Thyroid Cancer (TC) is the most common malignant disease of endocrine system, and its incidence rate is increasing year by year. Early diagnosis, management of malignant nodules and scientific treatment are crucial for TC prognosis. The first aim is the construction of a classification model for TC based on risk factors. The second aim is the construction of a prediction model for metastasis based on risk factors.

Methods

We retrospectively collected approximately 70 preoperative demographic and laboratory test indices from 1735 TC patients.

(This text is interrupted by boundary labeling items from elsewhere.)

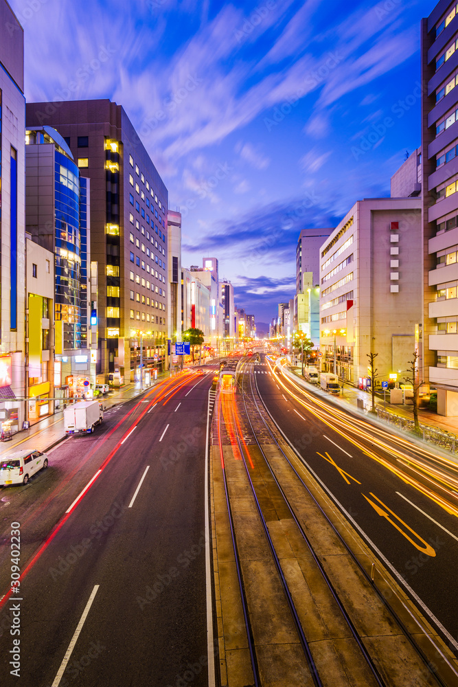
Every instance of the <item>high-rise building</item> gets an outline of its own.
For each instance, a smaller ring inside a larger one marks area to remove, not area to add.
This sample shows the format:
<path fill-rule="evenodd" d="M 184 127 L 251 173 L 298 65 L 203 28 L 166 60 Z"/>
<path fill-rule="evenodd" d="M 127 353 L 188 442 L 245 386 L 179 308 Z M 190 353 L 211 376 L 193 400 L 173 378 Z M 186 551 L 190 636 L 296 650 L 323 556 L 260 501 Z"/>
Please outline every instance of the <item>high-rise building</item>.
<path fill-rule="evenodd" d="M 115 385 L 167 363 L 167 188 L 124 109 L 110 100 L 27 104 L 27 126 L 54 127 L 91 179 L 98 264 L 97 372 Z M 142 337 L 139 335 L 141 333 Z"/>
<path fill-rule="evenodd" d="M 168 330 L 172 344 L 181 341 L 181 214 L 168 211 Z"/>
<path fill-rule="evenodd" d="M 0 0 L 0 421 L 25 418 L 24 33 Z"/>
<path fill-rule="evenodd" d="M 89 179 L 80 177 L 70 149 L 52 127 L 27 129 L 25 144 L 26 231 L 34 243 L 54 256 L 54 312 L 46 318 L 54 325 L 58 365 L 55 374 L 47 374 L 45 379 L 58 382 L 58 370 L 60 383 L 51 396 L 81 396 L 87 390 L 84 382 L 91 381 Z M 29 377 L 43 376 L 36 372 L 36 368 L 29 370 Z"/>
<path fill-rule="evenodd" d="M 379 379 L 408 375 L 422 307 L 420 198 L 358 201 L 320 249 L 323 369 L 367 383 L 369 353 Z"/>
<path fill-rule="evenodd" d="M 424 312 L 419 373 L 437 412 L 458 415 L 458 13 L 439 2 L 422 21 Z M 421 381 L 421 380 L 420 380 Z"/>

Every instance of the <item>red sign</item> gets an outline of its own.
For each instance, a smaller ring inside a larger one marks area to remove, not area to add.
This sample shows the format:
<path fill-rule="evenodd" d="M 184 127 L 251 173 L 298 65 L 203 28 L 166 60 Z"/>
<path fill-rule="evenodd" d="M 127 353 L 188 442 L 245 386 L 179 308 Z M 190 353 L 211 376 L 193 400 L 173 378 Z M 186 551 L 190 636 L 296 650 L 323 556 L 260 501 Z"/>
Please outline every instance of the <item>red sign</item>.
<path fill-rule="evenodd" d="M 10 386 L 11 384 L 11 356 L 0 357 L 0 387 Z"/>

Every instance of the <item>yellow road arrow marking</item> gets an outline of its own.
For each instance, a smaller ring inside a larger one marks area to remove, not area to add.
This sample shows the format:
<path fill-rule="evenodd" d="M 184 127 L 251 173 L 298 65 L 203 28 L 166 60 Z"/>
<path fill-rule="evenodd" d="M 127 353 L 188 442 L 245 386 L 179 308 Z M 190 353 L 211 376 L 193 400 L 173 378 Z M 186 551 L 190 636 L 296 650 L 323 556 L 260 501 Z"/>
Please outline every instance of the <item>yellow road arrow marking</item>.
<path fill-rule="evenodd" d="M 387 510 L 388 511 L 388 513 L 386 513 L 385 510 L 382 510 L 382 508 L 377 505 L 377 504 L 374 504 L 373 501 L 371 501 L 369 498 L 368 498 L 367 496 L 363 494 L 366 501 L 369 502 L 369 503 L 371 504 L 371 506 L 372 506 L 372 508 L 374 508 L 374 510 L 376 511 L 376 513 L 378 513 L 382 517 L 386 518 L 387 520 L 388 520 L 388 521 L 391 523 L 391 524 L 393 525 L 393 527 L 396 527 L 396 530 L 398 530 L 398 532 L 400 532 L 401 534 L 405 537 L 406 539 L 408 539 L 408 541 L 410 541 L 411 544 L 413 544 L 415 548 L 418 549 L 419 551 L 422 551 L 423 553 L 426 554 L 427 556 L 431 556 L 431 558 L 433 558 L 436 555 L 436 552 L 433 548 L 433 547 L 430 546 L 430 545 L 426 541 L 425 541 L 424 539 L 422 539 L 420 534 L 417 534 L 417 532 L 414 530 L 413 530 L 411 527 L 409 527 L 409 525 L 407 525 L 407 523 L 404 521 L 404 520 L 401 520 L 400 517 L 398 515 L 396 515 L 396 513 L 393 513 L 393 511 L 391 510 L 388 508 L 388 506 L 383 503 L 382 501 L 380 501 L 380 499 L 378 499 L 377 497 L 375 495 L 375 494 L 373 494 L 372 492 L 369 492 L 369 494 L 371 495 L 371 496 L 373 496 L 374 499 L 376 499 L 378 503 L 381 504 L 383 508 L 386 508 Z M 404 532 L 404 530 L 402 530 L 401 528 L 399 527 L 396 522 L 391 520 L 388 513 L 391 513 L 391 515 L 393 515 L 394 517 L 396 517 L 396 520 L 398 520 L 400 522 L 402 522 L 404 526 L 406 527 L 410 532 L 411 532 L 412 534 L 417 537 L 419 541 L 422 542 L 423 546 L 419 546 L 419 545 L 415 541 L 414 541 L 413 539 L 411 539 L 409 536 L 409 534 L 407 534 L 405 532 Z"/>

Machine learning pipelines including linear regression model ridge, Logistic Regression (LR) and eXtreme Gradient Boosting (XGBoost) were used to select the best model for predicting deterioration and metastasis of TC. A comprehensive comparative analysis with the prediction model using only thyroid imaging reporting and data system (TI-RADS).

Results

The XGBoost model achieved the best performance in the final thyroid nodule diagnosis (AUC: 0.84) and metastasis (AUC: 0.72-0.77) predictions. Its AUCs for predicting Grade 4 TC deterioration and metastasis reached 0.84 and 0.97, respectively, while none of the AUCs for Only TI-RADS reached 0.70. Based on multivariate analysis and feature selection, age, obesity, prothrombin time, fibrinogen, and HBeAb were common significant risk factors for tumor progression and metastasis. Monocyte, D-dimer, T3, FT3, and albumin were common protective factors. Tumor size (11.14 ± 7.14 mm) is the most important indicator of metastasis formation. In addition, GGT, glucose, platelet volume distribution width, and neutrophil percentage also contributed to the development of metastases. The abnormal levels of blood lipid and uric acid were closely related to the deterioration of tumor. The dual role of mean erythrocytic hemoglobin concentration in TC needs to be verified in a larger patient cohort. We have established a free online tool (http://www.cancer-thyroid.com/) that is available to all clinicians for the prognosis of patients at high risk of TC.

Conclusion

It is feasible to use XGBoost algorithm, combined with preoperative laboratory test indexes and demographic characteristics to predict tumor progression and metastasis in patients with TC, and its performance is better than that of Only using TI-RADS. The web tools we developed can help physicians with less clinical experience to choose the appropriate clinical decision or secondary confirmation of diagnosis results.